Past studies that identified preferred incentives in aging AD clinical trial patients found complimentary transportation to be the most popular incentive overall, with financial compensation being especially important in minority populations (Bonk, 2010; Clark et al., 2019; Clement et al., 2019; Graham et al., 2018; Heller et al., 2014; McDougall et al., 2015; Young et al., 2015). Both of these conclusions were contrary to our findings, which could be attributed to the collectivist culture of many Hawaiian residents and the smaller geographic size of Hawaii (Pokhrel et al., 2016).

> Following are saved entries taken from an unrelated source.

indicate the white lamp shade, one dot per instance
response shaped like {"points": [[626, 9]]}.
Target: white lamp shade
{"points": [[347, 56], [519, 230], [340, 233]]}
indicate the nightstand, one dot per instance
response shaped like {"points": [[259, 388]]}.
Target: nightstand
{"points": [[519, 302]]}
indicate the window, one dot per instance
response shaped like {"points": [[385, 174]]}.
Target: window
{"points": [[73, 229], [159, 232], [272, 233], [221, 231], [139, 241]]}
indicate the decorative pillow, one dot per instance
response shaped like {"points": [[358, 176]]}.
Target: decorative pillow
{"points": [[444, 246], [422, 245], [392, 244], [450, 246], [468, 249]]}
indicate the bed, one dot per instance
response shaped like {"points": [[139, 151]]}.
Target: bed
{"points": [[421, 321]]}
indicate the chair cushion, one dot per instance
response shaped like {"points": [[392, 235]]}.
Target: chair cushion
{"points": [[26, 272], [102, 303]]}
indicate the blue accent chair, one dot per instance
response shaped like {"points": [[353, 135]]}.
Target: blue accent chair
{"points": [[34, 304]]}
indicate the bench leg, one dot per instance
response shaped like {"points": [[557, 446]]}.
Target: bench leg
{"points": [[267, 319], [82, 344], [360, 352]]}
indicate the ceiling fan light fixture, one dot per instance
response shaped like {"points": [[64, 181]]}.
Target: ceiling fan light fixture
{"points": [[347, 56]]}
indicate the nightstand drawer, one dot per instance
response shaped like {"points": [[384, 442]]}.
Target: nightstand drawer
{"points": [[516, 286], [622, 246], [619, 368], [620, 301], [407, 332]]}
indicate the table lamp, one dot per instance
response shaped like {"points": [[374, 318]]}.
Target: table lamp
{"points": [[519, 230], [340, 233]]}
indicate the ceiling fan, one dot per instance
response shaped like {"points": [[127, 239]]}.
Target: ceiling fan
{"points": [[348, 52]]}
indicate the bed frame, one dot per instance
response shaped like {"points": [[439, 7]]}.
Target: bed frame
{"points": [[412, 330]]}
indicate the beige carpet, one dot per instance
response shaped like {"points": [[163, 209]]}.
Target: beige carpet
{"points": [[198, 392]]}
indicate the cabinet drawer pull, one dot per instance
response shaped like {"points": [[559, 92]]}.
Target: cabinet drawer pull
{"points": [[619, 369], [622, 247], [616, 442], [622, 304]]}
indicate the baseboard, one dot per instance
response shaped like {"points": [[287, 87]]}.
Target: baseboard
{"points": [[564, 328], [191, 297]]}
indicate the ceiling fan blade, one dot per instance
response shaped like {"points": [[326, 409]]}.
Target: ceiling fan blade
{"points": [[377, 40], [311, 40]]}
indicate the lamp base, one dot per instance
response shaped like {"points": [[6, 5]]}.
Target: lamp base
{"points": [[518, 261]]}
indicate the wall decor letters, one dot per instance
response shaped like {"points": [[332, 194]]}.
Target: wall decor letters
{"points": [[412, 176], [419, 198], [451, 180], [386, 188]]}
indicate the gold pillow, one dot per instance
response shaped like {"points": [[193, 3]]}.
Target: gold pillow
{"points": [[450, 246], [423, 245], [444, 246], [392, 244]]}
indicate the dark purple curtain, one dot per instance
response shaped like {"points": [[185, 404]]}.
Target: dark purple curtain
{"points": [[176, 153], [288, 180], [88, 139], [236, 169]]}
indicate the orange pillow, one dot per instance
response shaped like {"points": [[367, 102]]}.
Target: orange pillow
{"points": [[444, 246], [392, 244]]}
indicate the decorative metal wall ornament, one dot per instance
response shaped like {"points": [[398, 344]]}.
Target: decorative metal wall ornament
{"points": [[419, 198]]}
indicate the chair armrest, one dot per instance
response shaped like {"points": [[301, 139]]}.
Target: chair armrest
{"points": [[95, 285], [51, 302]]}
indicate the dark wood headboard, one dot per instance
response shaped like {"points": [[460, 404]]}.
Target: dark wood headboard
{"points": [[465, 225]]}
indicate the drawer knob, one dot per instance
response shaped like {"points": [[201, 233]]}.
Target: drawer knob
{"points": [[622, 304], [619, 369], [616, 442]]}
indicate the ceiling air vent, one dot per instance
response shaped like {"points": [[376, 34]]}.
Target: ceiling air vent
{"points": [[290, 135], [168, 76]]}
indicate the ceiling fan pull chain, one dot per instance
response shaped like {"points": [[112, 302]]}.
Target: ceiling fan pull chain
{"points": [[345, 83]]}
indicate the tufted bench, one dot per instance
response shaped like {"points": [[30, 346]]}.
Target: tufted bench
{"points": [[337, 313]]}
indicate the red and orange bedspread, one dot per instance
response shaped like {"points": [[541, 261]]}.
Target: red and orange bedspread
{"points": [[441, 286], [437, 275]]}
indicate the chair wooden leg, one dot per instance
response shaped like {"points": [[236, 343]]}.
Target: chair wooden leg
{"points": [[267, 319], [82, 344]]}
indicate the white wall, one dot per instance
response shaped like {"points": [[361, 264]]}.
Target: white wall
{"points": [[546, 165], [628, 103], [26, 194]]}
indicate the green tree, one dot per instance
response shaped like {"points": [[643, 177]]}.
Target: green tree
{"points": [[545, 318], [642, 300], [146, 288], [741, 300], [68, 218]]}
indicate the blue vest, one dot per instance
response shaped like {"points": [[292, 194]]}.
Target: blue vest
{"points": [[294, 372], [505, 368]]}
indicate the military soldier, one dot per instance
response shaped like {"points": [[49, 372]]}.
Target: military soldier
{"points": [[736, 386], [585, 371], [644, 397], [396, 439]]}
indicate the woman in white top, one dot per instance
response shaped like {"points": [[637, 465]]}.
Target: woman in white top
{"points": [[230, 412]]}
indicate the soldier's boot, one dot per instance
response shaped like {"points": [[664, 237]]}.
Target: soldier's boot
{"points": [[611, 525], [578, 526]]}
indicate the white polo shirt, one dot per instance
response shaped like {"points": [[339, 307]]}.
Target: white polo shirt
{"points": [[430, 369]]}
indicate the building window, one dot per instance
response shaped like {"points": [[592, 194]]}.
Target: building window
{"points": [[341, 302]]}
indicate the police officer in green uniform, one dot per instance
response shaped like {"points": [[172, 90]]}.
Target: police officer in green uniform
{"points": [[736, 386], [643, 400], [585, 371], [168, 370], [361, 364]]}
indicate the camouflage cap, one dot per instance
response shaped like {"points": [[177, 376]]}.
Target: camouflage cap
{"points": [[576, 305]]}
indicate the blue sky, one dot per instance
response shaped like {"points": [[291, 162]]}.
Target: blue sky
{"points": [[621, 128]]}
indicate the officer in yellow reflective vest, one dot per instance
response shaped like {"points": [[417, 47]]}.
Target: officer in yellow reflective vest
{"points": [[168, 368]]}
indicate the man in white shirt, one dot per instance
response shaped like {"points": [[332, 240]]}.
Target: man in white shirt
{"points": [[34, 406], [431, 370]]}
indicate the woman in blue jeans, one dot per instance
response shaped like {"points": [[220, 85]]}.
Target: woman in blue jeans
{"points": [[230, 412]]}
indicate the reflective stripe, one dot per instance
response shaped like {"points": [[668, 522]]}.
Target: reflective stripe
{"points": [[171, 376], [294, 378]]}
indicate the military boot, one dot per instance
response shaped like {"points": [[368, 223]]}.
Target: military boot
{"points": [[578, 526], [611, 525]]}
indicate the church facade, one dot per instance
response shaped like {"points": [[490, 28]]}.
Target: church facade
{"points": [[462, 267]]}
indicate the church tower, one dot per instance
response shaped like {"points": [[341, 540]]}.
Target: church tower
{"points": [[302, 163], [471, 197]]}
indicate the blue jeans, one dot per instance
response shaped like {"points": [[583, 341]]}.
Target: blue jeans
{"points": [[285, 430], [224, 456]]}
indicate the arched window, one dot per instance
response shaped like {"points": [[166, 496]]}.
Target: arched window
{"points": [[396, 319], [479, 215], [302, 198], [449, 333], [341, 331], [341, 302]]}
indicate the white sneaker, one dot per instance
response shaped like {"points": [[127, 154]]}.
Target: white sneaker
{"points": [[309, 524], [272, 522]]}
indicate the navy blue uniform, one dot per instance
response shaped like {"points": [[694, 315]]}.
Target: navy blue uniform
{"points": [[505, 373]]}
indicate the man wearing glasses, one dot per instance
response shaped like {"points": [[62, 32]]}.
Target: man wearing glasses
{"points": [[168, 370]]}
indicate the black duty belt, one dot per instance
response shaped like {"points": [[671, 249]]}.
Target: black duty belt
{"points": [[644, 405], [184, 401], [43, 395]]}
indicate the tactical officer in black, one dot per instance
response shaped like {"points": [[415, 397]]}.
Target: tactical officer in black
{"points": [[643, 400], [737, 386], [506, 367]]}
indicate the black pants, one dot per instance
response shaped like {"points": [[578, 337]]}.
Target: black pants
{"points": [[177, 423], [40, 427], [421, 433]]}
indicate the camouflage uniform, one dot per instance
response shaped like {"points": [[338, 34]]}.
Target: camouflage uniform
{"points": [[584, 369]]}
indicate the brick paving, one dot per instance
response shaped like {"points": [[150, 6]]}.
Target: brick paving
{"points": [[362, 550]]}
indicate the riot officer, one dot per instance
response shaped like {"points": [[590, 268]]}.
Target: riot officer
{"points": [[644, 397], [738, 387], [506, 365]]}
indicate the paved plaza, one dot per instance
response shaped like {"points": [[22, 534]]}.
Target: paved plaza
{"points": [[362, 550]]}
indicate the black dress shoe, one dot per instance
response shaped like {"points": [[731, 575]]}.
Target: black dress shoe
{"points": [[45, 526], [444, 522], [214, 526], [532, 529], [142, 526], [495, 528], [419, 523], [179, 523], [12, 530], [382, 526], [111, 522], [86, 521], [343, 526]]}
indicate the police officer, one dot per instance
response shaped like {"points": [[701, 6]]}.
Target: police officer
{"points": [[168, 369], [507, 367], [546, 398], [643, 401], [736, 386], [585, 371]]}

Compared to other states, Hawaii has a large prevalence of Japanese and Chinese culture centered around the idea of ohana (family). Similarly, NHs place a high level of importance on the family unit, which is reflected in their daily lives (Andrade and Bell, 2011; Pokhrel et al., 2016). Family is a driving influence for the social, cultural, and political ideologies held by NHs (Pokhrel et al., 2016). This belief system stems from the 20th century, when outsiders migrated to Hawaii and NHs relied on each other for support.

This type of collectivist culture creates a strong support system, extending the traditional nuclear family to include makua (aunts and uncles) and kupuna (grandparents). A strong social network is crucial for optimal patient outcomes and has widespread empirical support. The creation of community-based health programs has also been shown to improve health care management and patient understanding of disease in NH populations (Higa et al., 2021). Combining the benefit of community programs with the strong support system inherent to NH families could help to bridge the information gap between patients, their families, and clinical trials.

Similar to the NH patients in our study, the Asian patients in our study wanted additional information to be provided to family members and to patients. Because collectivist ideologies are also emphasized in Asian culture, many health care decisions are made as a family rather than as an individual (McLaughlin and Braun, 1998). This cultural difference helps to clarify the results seen in our study compared with White participants and past literature. Two such studies documented barriers to clinical trial participation among Asians in Singapore and Britain (Hussain-Gambles, 2004; Lee et al., 2016). The results of these studies determined that barriers and facilitators to clinical trial participation in Asians were similar to those of White trial participants. This finding could be attributed to the difference in Asian culture in other countries compared to the United States, where the value of the family unit is held strongly in Asians, similar to what was seen in NHs (Pokhrel et al., 2016). Knowing this, providing Asian patients and their families with more detailed clinical trial information and allowing them sufficient time to discuss it as a family should be made a priority. Having this additional knowledge and support may help Asians make future clinical trial enrollment decisions more confidently.

Logistical obstacles in the form of distance from AD clinical trial sites, inability to secure transportation, and scheduling conflicts also prevented patients from participating in clinical trials. While this was not the primary obstacle to participation in AD trials, patients still noted transportation as a significant obstacle to trial enrollment. The disparity between mokus (regions) in Hawaii could have contributed to this issue (Winter et al., 2018). Oahu is split into six major mokus, and access to health care and transit services varies considerably between them. Patients living in Honolulu may benefit from transportation services that patients living in Kahuku, a rural city in northeast Oahu, do not have access to.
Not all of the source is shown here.